I had 11 trees come down from a storm.  What a mess! But the good thing is I just got in to smoking so here the questions. I have huge red oaks and maples. Plus two are hickory. How do I store them for many years. Some will be firewood ( heat home and shop ) but the hickory and red oak sounds like I need to hang on to this. Never thought of smoking with oak , so I'm looking forward to your advice.  My main concern is for long term storage. Am getting ready to build a bigger smoker. 
Thanks for your help


----------



## beerthirty (Nov 16, 2009)

Larry, I just got into smoking this year and my dad had some hickory and oak in his firewood pile that I uh...borrowed and it had been sitting outside for 2 or 3 years and it's still hard and works great.  A lot of the pieces that I got were short and that was nice since I need smaller pieces for my fire box, and I just split them up with a axe until they were the size that I needed.  As far as types of wood to use there are a lot of people that use oak however I like hickory and mulberry the best.


----------



## coffee_junkie (Nov 16, 2009)

Stack em like cord wood, let it season before using it (at least 1 year) keep it dry and it should last quite a while. I have heard after a LONG time the wood will lose its flavor. when that happens then it is still good for the heat purposes.


----------



## travcoman45 (Nov 16, 2009)

If it's not a soft maple keep that to!  Keep it up off the ground an covered, let the air get to it.  After it's dry, storin it inside would be even better.

I use alota maple, very nice wood to smoke with also.


----------



## rodc (Nov 17, 2009)

I saw this method of stacking the wood on a 'Bushcraft' (what I think you call Survivalism in the USA) website over here. 

Seems to draw the air through well to season the wood quickly....

http://www.bushcraftuk.com/newforum/...ad.php?t=31194


----------



## roadrunr (Nov 17, 2009)

*Keeping wood for the long haul....*

Isnt that what  "v i a g r a"  was invented for?


----------



## hog warden (Nov 18, 2009)

This is a modified version of the old time way of doing it, which was to stack it nearly vertical.
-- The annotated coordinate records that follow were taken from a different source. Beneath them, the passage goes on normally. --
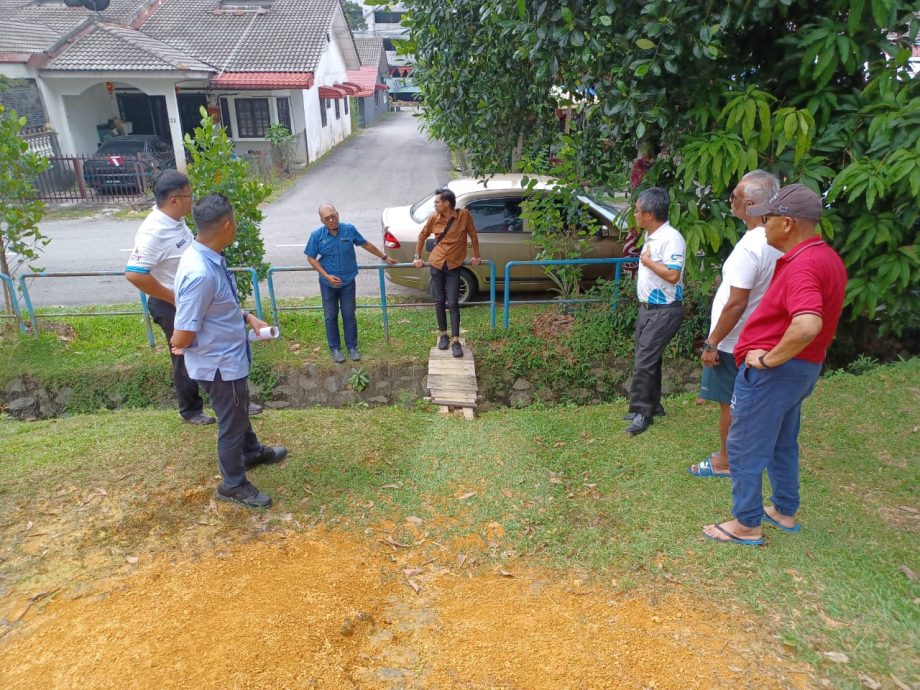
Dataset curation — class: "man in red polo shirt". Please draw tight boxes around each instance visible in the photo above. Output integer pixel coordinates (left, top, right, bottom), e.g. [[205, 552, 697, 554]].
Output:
[[703, 184, 847, 546]]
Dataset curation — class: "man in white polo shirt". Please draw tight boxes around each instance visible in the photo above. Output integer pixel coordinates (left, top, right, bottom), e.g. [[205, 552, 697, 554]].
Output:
[[625, 187, 686, 436], [689, 170, 782, 477]]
Start with a few big chunks stacked upright on the ground and "lean" your wood pieces against it. Keep going up and around...each piece about 10 to 15 degrees from vertical. Each piece rests on it's end, stacked on the piece below it. In this way, you build a stack or "mound". The exterior of the outside pieces work like wooden shingles to shed water and snow. The top develops a cap like the one in the photo. Only the outside pieces weather. Come back in a year or so and the ones in the middle are still good as new.


----------



## rodc (Nov 19, 2009)

From what I read in the thread, the gap below & stacking the loggs round some verticals also gives a chimney effect, seasoning the wood quicker.


----------



## hog warden (Nov 19, 2009)

Perhaps. The structure of wood is like a bundle of straws. When the tree was growing, sap wicks up and down those tubes in the wood. Stacking them vertical vs. horizontal lets the sap leak out the bottom. Stack green wood like that and the bottom will be wet for some time. That may also be why it seasons faster.

Also, if you spit the wood, the "wedge" point of the split is stacked facing in. It will fit in nicely between two round pieces. For all pieces, bark faces out. When it's time to use it, you pull off a piece and the stack stays the same. It can grow or shrink as needed and keeps shedding weather the whole time.


----------